Sein sehnlichster Wunsch war wieder eine Gefährtin zu finden. Er liebte weibliche Gesellschaft, wollte mit einer jüngeren Frau reisen und vor allen Dingen nicht allein sein. Auch bei uns in Kanada sprach er oft junge Mädchen an und lud sie nach Deutschland ein. Sie lächelten nur. Was sollten sie wohl mit einem behinderten 70-jährigen Mann anfangen ? Sylvia schien endlich diese Wünsche zu erfüllen. Nachdem wir nach Kanada zurückgekehrt waren, handelten seine häufigen Briefe und Anrufe hauptsächlich von Sylvia. Er war enttäuscht, dass sie seinen Plänen immer wieder auswich. Er wollte sich mit ihr auf Usedom treffen.
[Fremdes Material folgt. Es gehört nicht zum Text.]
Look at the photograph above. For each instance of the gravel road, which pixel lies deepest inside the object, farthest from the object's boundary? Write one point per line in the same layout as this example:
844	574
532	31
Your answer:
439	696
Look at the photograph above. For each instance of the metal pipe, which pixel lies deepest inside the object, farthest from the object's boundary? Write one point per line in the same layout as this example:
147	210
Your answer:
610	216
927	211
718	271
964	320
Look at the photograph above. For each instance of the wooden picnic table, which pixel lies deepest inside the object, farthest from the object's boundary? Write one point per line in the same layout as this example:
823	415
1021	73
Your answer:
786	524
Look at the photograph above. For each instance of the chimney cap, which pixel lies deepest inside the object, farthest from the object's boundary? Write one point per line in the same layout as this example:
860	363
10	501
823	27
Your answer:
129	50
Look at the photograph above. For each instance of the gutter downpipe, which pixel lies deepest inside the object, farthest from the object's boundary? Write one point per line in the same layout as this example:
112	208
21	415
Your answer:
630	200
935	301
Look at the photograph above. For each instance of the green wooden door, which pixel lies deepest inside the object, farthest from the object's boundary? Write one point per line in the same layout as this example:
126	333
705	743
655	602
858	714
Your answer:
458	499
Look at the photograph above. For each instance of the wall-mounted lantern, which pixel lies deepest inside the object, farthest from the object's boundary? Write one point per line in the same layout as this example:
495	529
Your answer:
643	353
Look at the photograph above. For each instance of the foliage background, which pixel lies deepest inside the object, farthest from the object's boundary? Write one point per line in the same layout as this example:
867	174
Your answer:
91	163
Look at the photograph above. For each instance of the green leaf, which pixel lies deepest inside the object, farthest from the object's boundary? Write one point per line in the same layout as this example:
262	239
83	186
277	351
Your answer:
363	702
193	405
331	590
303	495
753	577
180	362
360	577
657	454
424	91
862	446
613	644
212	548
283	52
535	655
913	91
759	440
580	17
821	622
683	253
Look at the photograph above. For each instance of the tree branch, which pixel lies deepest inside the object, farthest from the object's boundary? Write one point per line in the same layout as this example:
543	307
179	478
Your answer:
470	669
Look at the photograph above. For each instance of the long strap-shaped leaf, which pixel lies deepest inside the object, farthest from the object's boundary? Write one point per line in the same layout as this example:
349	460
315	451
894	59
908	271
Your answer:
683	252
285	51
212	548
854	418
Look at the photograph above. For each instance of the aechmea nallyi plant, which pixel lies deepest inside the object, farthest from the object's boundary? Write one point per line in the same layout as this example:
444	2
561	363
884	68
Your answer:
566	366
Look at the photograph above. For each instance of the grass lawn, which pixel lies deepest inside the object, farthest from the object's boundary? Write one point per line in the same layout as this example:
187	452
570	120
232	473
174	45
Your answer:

Im letzten Moment sagte sie ab. Er war verzweifelt. Schließlich bekannte sie, es sei nicht fair eine Verbindung herzustellen, sie sei schwer herzkrank. Friedhelm war untröstlich. Wir vermuteten, dass Sylvia  anderen Sinnes geworden war. Sie hatten oftmals miteinander am Telefon gesprochen und sie war wohl kaum zu Wort gekommen. Unsere Vermutung jedoch war falsch. Sylvia war tatsächlich schwer herzkrank. Sie erlitt einen Herzanfall und fiel in ein Koma. Er reiste nach Greifswald, um sie im Krankenhaus wenigstens zu sehen.
 
Danach verschlechterte sich Friedhelms Gesundheitszustand ständig. Er überspielte es anfangs als sei es gar nichts.Sein gelähmter linker Fuss blieb oft an unebenen  Stellen hängen was zu Stürzen führte. Dabei zog er sich Schmerzen und Schwellungen zu. Die vielen Medikamente, die er täglich nehmen musste schwächten sein Immunsystem und sein Herz. Zwischen seinen Reisen in andere Länder musste er mehrere Male ins Krankenhaus. Eine Herzattacke wurde in einer Intensivstation behandelt. Er erholte sich noch einmal und Ärzte und Krankenschwestern waren seinem Redefluß ausgeliefert. Man wollte ihn schnell loswerden. Er wollte auch nach Hause. Kurz darauf, an einem Sonnabend stand er füh auf, um ein Formal 1 Rennen am Fernseher zu sehen. Plötzlich fiel er um. Er konnte das Telefon noch vom Tisch reißen und auf einen Knopf drücken. Sein Nachbar erschien und rief Arzt und Krankenwagen. Im Krankenhaus schloß man ihn an verschiedene Apparate an, um den Schlaganfall zu behandeln. Er fiel in ein Koma. Es war aussichtslos. Zwölf Tage später verschied er ohne das Bewußtsein wiedererlangt zu haben. Wir waren sehr traurig über sein Ableben. Sein sehnlichster Wunsch war es, und nochmal zu besuchen. Aus seinen letzten Briefen ging jedoch hervor, dass er erkannt hatte, nicht mehr unbekümmert reisen zu können.
 
Friedhelm war uns ein guter, wenn auch schwieriger Freund. Wir werden ihn stets in guter Erinnerung behalten.